Monday 15 January 2007

love, angel, music...eh... bucket?

“We need to talk.” OhmygoditsKyle (OmGiK for short) was admiring his profile in the rear-view mirror of his pink polka dot Ferrari. He was doing his best at multitasking as he sped through the Misty Mountain countryside, the lights of his car struggling to cut through the ominously dark and, at times, almost impenetrable mist. He knew the bucketeers’ only chance of saving his darling princess Pandemonia would be to contact their elusive supplier Leeloo Multipass. Notoriously difficult to reach, but if you wanted something done and you wanted it done quick... as in 4 days ago, Leeloo was your man. Obviously speed meant massively illegal, but in these dire times, something as trivial as the law didn’t really matter.

“Ok, meet us at Misty’s in 30 minutes… And bring supplies!” His mobile phone snapped close as he absentmindedly dropped it on the passenger’s seat. How did they find us? How?

6 years earlier (28 February 2001 to be precise)
Warner Music’s executives sat silently around a large and a particularly shiny boardroom table. Their worried faces could be seen reflected in the mirror-like surface. Suddenly the door opened and a nervous looking man in a lab coat strutted in. “I have found a solution. We can clone her…”


Far above the gloomy chambers where Princess P was cuffed (with very kinky fluffy cuffs) to a hot pink wall, feathers mercilessly wiggled beneath her feet by the stone-faced Japanese fashionistas… a dark figure, dressed in an abnormally melodramatic Vivienne Westwood ball gown, emerged from behind the curtains… followed promptly by a curvy girl with an impressively impressive afro. The figure stopped momentarily to re-adjust her Gucci sunglasses. “Perfect! Perfect damnit! Why couldn’t they see it? Why?” she muttered barely audible. For a moment a mad glint in her eyes shone quite brightly… but just as sudden it disappeared with a sweep of her platinum blond hair.

“Gwen Stefani died in a car crash tonight… what do you mean we can clone her?” the one executive mumbled. “Surely this is not possible!”
“It is possible and the necessary calls have already been made” the man in the coat said as he sat down at the table. “I have organised that two clones will be made. Nobody will ever now that the real Gwen has been replaced.”


“Stef?” the afro girl poked the blond nemesis with a shaky finger. “Stef?” still no reaction… “Stef Gwenani! If you don’t stop remembering expositional details that explain the plot PREMATURELY and cause our readers to loose interest in this blog, I will have to hurt you!
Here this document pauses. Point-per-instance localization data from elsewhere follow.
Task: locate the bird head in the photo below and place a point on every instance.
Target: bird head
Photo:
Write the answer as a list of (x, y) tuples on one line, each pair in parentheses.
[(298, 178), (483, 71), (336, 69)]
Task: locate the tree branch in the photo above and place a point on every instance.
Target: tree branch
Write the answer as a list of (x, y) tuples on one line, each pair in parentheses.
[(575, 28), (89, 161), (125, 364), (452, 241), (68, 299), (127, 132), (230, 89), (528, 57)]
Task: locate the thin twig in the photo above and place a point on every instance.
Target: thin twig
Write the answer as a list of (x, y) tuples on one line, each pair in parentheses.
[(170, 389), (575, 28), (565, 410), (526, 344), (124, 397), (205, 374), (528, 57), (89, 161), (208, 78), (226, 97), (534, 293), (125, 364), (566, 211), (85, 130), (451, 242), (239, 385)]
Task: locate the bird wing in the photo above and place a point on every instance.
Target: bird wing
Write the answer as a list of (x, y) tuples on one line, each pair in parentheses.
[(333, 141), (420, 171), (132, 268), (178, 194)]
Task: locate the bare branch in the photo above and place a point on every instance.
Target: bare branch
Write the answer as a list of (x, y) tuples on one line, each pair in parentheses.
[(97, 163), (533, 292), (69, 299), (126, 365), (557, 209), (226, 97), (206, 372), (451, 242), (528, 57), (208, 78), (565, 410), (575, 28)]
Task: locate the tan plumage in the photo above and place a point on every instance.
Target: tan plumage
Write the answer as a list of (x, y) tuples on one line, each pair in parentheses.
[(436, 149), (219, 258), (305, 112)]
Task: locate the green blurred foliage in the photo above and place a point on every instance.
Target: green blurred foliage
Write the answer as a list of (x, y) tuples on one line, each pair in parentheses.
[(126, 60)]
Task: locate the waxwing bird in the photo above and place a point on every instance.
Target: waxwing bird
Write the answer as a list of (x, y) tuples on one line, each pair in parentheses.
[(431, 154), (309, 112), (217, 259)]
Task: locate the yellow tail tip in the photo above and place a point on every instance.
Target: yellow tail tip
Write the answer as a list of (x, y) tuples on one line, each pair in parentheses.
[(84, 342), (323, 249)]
Do you hear me, Stef?” Afro girl was obviously quite agitated by now.

“I hear you” a glum Stef muttered. “No need to shout!” a set of long talon-like crimson nails traced the intricate pattern on the upholstered armrests of her exquisite throne. “I didn’t even get to the part where I am shunted by the executives for not being the perfect clone only to escape in the middle of the night and…”


“For fuck sakes, shut your fucking pie-hole! Afro girl slapped Stef 5 times. “Shut” SLAP “the” SLAP “fuck” SLAP “up” SLAP… and another SLAP simply because she was having way too much fun.

Stef swiftly rose from her seat and repaid the slaps. “You ignorant little girl! Don’t you see the bold parts in this blog entry are necessary narrative devices without which our readers will become confused and ultimately bored out of their minds? You shut the fuck up!” Afro girl looked hurt and slightly confused by the use of the words ‘narrative devices’. “So if I would be to reveal that your Zombie Nazi soldiers have set a trap for my dear idiot of a brother, OhmygoditsKyle, then it would be considered another narrative device?”

“Indeed it would… indeed my dear, sweet Ohmygodi’mFoxy*”

*O’Foxy for short.

1 comment:

Kez said...

Oh how i love the narrative device.. how do people in real-life get along without it? *she said pausing to reflect* oh, that's right - they train all their friends to use them!